Location
- 616 Cal Young Lane Hallsville, Texas 75650-0810 United States

Information
- School type: Public high school
- School district: Hallsville Independent School District
- Principal: James Gibson
- Teaching staff: 114.30 (FTE)
- Grades: 9–12
- Enrollment: 1,462 (2023–2024)
- Student to teacher ratio: 12.79
- Colors: Purple and white
- Athletics conference: UIL Class AAAAA
- Mascot: Bobcats and Ladycats
- Website: www.hisd.com/hhs

= Hallsville High School (Texas) =

Hallsville High School is a 5A high school located in northwest Harrison County between the cities of Longview and Marshall in rural northeast Texas. In 2011, the school was rated "Recognized" by the Texas Education Agency. It is in the Hallsville Independent School District.

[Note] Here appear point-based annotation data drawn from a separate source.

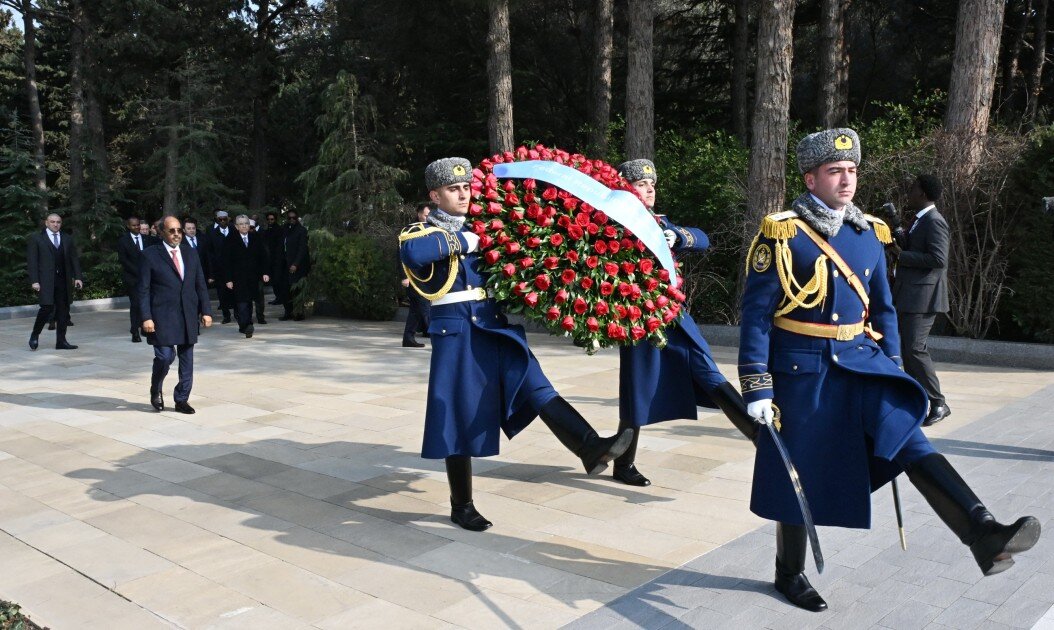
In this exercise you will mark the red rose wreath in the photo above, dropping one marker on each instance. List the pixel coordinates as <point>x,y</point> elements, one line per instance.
<point>560,261</point>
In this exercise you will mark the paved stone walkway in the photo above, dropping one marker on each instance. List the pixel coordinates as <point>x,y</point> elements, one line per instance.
<point>296,498</point>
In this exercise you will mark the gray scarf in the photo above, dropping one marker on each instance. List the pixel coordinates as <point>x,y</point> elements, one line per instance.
<point>445,221</point>
<point>827,221</point>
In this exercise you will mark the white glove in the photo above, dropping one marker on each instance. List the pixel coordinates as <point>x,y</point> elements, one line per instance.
<point>761,411</point>
<point>472,239</point>
<point>670,237</point>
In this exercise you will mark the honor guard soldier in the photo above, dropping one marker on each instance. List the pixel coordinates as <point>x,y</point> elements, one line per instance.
<point>664,385</point>
<point>819,341</point>
<point>483,377</point>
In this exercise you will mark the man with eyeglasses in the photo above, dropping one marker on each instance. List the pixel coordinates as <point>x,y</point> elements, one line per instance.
<point>54,267</point>
<point>174,299</point>
<point>130,248</point>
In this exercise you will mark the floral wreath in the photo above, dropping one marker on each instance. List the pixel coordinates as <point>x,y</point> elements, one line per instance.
<point>562,262</point>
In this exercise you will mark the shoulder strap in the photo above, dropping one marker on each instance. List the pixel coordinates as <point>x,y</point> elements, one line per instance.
<point>835,257</point>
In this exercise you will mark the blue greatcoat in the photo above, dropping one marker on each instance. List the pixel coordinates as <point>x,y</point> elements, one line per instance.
<point>669,384</point>
<point>483,377</point>
<point>851,416</point>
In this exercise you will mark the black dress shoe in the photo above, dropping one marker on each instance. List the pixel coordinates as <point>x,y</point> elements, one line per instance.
<point>157,400</point>
<point>467,517</point>
<point>937,413</point>
<point>629,475</point>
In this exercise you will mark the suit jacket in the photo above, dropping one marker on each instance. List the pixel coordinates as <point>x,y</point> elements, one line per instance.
<point>174,303</point>
<point>921,281</point>
<point>129,254</point>
<point>245,266</point>
<point>40,263</point>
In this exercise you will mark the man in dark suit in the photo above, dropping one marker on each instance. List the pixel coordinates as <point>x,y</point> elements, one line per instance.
<point>296,266</point>
<point>54,268</point>
<point>920,289</point>
<point>245,267</point>
<point>215,243</point>
<point>174,298</point>
<point>130,248</point>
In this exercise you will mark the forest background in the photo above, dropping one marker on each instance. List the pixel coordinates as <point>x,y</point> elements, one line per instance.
<point>117,107</point>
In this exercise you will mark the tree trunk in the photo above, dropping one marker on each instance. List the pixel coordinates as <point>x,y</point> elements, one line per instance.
<point>76,109</point>
<point>1039,51</point>
<point>740,69</point>
<point>832,107</point>
<point>977,32</point>
<point>500,78</point>
<point>640,84</point>
<point>600,115</point>
<point>33,95</point>
<point>765,183</point>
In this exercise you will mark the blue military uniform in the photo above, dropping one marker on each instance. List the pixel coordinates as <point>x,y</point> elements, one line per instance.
<point>850,414</point>
<point>484,379</point>
<point>669,384</point>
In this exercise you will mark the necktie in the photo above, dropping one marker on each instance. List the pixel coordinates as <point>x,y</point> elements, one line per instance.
<point>175,260</point>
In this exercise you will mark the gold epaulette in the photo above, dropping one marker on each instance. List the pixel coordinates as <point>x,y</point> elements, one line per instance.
<point>778,225</point>
<point>881,230</point>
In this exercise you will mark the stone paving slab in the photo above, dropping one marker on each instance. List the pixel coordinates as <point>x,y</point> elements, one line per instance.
<point>296,498</point>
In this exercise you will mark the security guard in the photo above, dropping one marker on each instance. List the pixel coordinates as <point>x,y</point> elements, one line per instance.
<point>664,385</point>
<point>484,379</point>
<point>819,338</point>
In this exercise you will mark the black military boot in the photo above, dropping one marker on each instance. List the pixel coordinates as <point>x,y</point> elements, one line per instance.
<point>574,432</point>
<point>734,407</point>
<point>791,568</point>
<point>991,542</point>
<point>624,469</point>
<point>462,511</point>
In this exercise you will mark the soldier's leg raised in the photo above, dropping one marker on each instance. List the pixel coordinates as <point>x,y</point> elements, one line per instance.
<point>992,543</point>
<point>463,512</point>
<point>791,542</point>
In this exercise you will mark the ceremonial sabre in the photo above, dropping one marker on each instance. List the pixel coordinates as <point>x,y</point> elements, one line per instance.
<point>621,205</point>
<point>900,514</point>
<point>799,493</point>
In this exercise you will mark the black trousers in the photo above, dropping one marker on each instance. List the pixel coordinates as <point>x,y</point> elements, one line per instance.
<point>416,319</point>
<point>914,346</point>
<point>59,310</point>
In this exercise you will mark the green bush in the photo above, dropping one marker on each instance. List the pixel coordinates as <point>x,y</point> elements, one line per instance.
<point>354,273</point>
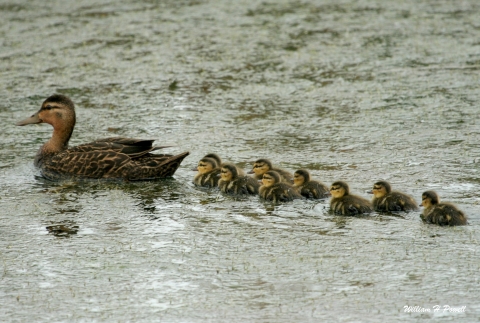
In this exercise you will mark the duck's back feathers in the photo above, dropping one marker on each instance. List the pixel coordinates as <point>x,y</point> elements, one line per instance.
<point>350,205</point>
<point>313,190</point>
<point>395,201</point>
<point>241,185</point>
<point>80,162</point>
<point>279,192</point>
<point>444,214</point>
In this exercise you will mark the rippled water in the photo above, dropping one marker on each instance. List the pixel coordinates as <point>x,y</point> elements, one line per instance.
<point>352,90</point>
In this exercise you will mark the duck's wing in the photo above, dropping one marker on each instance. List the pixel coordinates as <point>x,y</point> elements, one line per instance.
<point>110,164</point>
<point>86,164</point>
<point>129,146</point>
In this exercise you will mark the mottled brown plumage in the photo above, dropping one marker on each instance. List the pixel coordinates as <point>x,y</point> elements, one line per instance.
<point>384,199</point>
<point>208,173</point>
<point>276,191</point>
<point>345,204</point>
<point>261,166</point>
<point>110,158</point>
<point>309,188</point>
<point>233,182</point>
<point>440,213</point>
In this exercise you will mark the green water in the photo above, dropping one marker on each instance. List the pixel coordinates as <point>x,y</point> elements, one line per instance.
<point>351,90</point>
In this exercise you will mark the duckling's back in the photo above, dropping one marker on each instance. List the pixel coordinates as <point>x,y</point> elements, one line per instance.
<point>395,201</point>
<point>313,190</point>
<point>279,192</point>
<point>445,214</point>
<point>350,205</point>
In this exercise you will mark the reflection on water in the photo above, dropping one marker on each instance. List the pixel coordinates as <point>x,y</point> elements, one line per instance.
<point>356,91</point>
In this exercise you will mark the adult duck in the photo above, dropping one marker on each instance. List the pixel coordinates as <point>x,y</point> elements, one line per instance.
<point>110,158</point>
<point>384,199</point>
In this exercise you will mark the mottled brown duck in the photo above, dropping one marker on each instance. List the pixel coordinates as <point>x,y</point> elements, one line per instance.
<point>440,213</point>
<point>342,202</point>
<point>233,182</point>
<point>110,158</point>
<point>276,191</point>
<point>385,200</point>
<point>261,166</point>
<point>208,173</point>
<point>309,188</point>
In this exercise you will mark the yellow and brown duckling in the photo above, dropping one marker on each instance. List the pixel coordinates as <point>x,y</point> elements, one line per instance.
<point>384,199</point>
<point>208,173</point>
<point>276,191</point>
<point>261,166</point>
<point>309,188</point>
<point>342,202</point>
<point>234,182</point>
<point>109,158</point>
<point>440,213</point>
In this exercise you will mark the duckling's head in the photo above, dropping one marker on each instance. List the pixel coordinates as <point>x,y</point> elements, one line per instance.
<point>300,177</point>
<point>229,172</point>
<point>339,189</point>
<point>260,167</point>
<point>57,110</point>
<point>380,189</point>
<point>429,198</point>
<point>205,165</point>
<point>214,157</point>
<point>270,178</point>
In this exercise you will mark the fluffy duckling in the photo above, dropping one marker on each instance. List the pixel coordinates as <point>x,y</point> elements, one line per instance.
<point>384,199</point>
<point>208,173</point>
<point>215,157</point>
<point>440,213</point>
<point>276,191</point>
<point>344,203</point>
<point>307,187</point>
<point>261,166</point>
<point>233,182</point>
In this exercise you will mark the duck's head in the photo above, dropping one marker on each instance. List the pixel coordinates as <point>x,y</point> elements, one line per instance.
<point>380,189</point>
<point>270,178</point>
<point>57,110</point>
<point>339,189</point>
<point>205,165</point>
<point>300,177</point>
<point>429,198</point>
<point>229,172</point>
<point>260,167</point>
<point>214,157</point>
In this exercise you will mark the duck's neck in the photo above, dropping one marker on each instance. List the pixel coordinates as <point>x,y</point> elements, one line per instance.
<point>59,141</point>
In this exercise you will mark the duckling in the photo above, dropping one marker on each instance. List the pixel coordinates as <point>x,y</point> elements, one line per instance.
<point>440,213</point>
<point>215,157</point>
<point>232,182</point>
<point>276,191</point>
<point>208,173</point>
<point>344,203</point>
<point>309,188</point>
<point>384,199</point>
<point>261,166</point>
<point>129,159</point>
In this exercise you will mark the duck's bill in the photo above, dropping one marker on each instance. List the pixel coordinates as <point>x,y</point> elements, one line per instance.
<point>31,120</point>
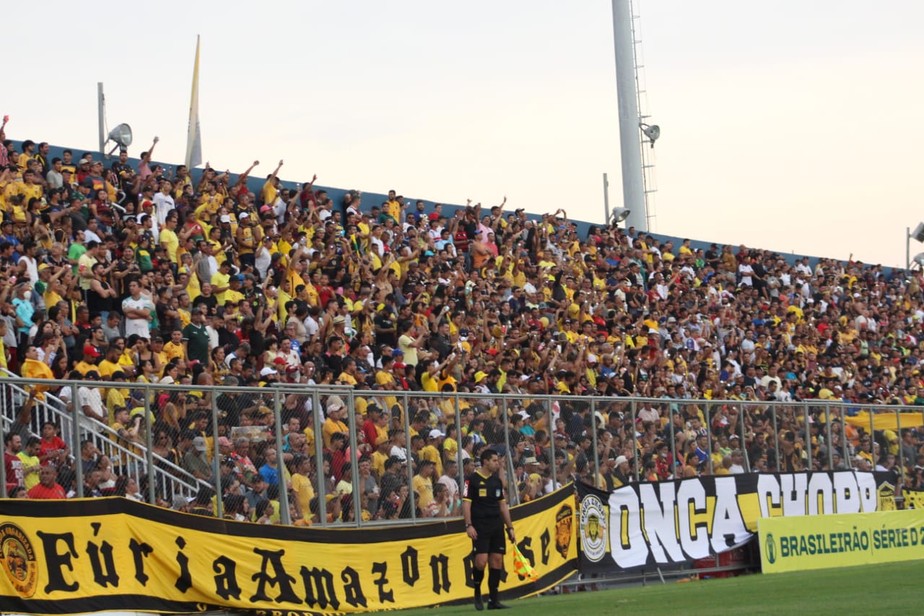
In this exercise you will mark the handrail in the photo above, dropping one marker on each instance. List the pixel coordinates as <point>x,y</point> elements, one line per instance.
<point>108,441</point>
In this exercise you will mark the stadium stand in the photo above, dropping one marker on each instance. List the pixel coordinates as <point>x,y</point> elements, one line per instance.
<point>606,357</point>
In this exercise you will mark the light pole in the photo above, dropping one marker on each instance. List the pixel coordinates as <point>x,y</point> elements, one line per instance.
<point>918,236</point>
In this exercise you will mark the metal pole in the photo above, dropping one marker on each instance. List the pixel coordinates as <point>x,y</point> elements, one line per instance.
<point>3,493</point>
<point>776,439</point>
<point>634,440</point>
<point>593,437</point>
<point>630,150</point>
<point>354,459</point>
<point>744,449</point>
<point>899,457</point>
<point>216,453</point>
<point>149,456</point>
<point>284,517</point>
<point>101,108</point>
<point>844,440</point>
<point>410,459</point>
<point>459,468</point>
<point>673,439</point>
<point>709,461</point>
<point>78,467</point>
<point>907,248</point>
<point>319,459</point>
<point>509,456</point>
<point>808,435</point>
<point>553,464</point>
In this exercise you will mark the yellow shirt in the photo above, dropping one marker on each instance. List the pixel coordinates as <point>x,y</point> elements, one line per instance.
<point>220,280</point>
<point>174,350</point>
<point>269,192</point>
<point>171,243</point>
<point>432,453</point>
<point>304,492</point>
<point>106,369</point>
<point>424,489</point>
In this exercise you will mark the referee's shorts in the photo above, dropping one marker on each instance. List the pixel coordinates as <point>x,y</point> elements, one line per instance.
<point>491,538</point>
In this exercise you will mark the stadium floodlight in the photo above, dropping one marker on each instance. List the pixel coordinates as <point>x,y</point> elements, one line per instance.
<point>653,132</point>
<point>121,135</point>
<point>918,235</point>
<point>619,215</point>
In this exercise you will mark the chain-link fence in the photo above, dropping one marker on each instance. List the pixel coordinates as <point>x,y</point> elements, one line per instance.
<point>334,455</point>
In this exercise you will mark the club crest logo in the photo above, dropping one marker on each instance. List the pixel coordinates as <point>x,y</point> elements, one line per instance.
<point>594,528</point>
<point>770,548</point>
<point>18,560</point>
<point>564,524</point>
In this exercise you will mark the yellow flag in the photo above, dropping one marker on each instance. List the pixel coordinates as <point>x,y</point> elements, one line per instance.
<point>522,567</point>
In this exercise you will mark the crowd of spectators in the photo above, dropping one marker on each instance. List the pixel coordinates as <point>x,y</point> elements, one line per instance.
<point>138,274</point>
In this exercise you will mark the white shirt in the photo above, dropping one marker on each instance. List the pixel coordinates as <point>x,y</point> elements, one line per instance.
<point>91,236</point>
<point>213,336</point>
<point>263,261</point>
<point>746,270</point>
<point>31,268</point>
<point>141,327</point>
<point>90,398</point>
<point>163,204</point>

The boundary of the school district includes the part of eastern Longview in Harrison County.

==History==
The school opened in a small building with one teacher, Salina Ferrell Smith, before moving into specially constructed quarters on the ground floor of the Masonic Lodge, completed in December 1871. The building was destroyed by fire in 1878 and replaced in 1879. After two expansions of that building, the school moved in 1914 to its own building with six classrooms and an auditorium, which was replaced in 1937 by a white-brick building on approximately the same site. This was replaced in 1958 and again in 1977 by new buildings on different sites. The school's fourth campus opened in fall 2012; the previous campus became the junior high school.

==Speech and debating==
In 2010 Hallsville High School won both the UIL 4A LD championship and the CX debate championship. They also won the CX debate championship in 2009. The speech and debate squad has consistently sent a competitor to UIL state in at least one of the speech and debate events. The UIL Academic team was the state runner-up champion in 2010. In 2014, Hallsville High School was the state champion in 4A UIL Academic.

==Athletics==
The Hallsville Bobcats compete in cross country, volleyball, football, basketball, powerlifting, soccer, golf, tennis, track, softball and baseball. The school has a baseball venue, The Ballpark at Hallsville. The Bobcats compete in the University Interscholastic League in baseball.

==UIL Academics==
The Hallsville High School UIL Academic team currently consists of 21 academic teams: Accounting, Computer Applications, Current Issues and Events, Literary Criticism, Ready Writing, Social Studies, Spelling and Vocabulary, Calculator Applications, Computer Science, Mathematics, Number Sense, Robotics, Science, One-Act Play, Theatrical Design, Film, Extemporaneous Speaking, Oral Interpretation, Debate, and Congress.
The Academic Team is the largest extra-curricular event at Hallsville High School.

In 2018, the Hallsville UIL team hosted the UIL District Meet. In 2019 Hallsville sent 23 students to state with Nathan Davis winning state champion in Biology and social studies in region 5. The first state champion for social studies coach Sheila Wright who has been teaching at HHS since 1993.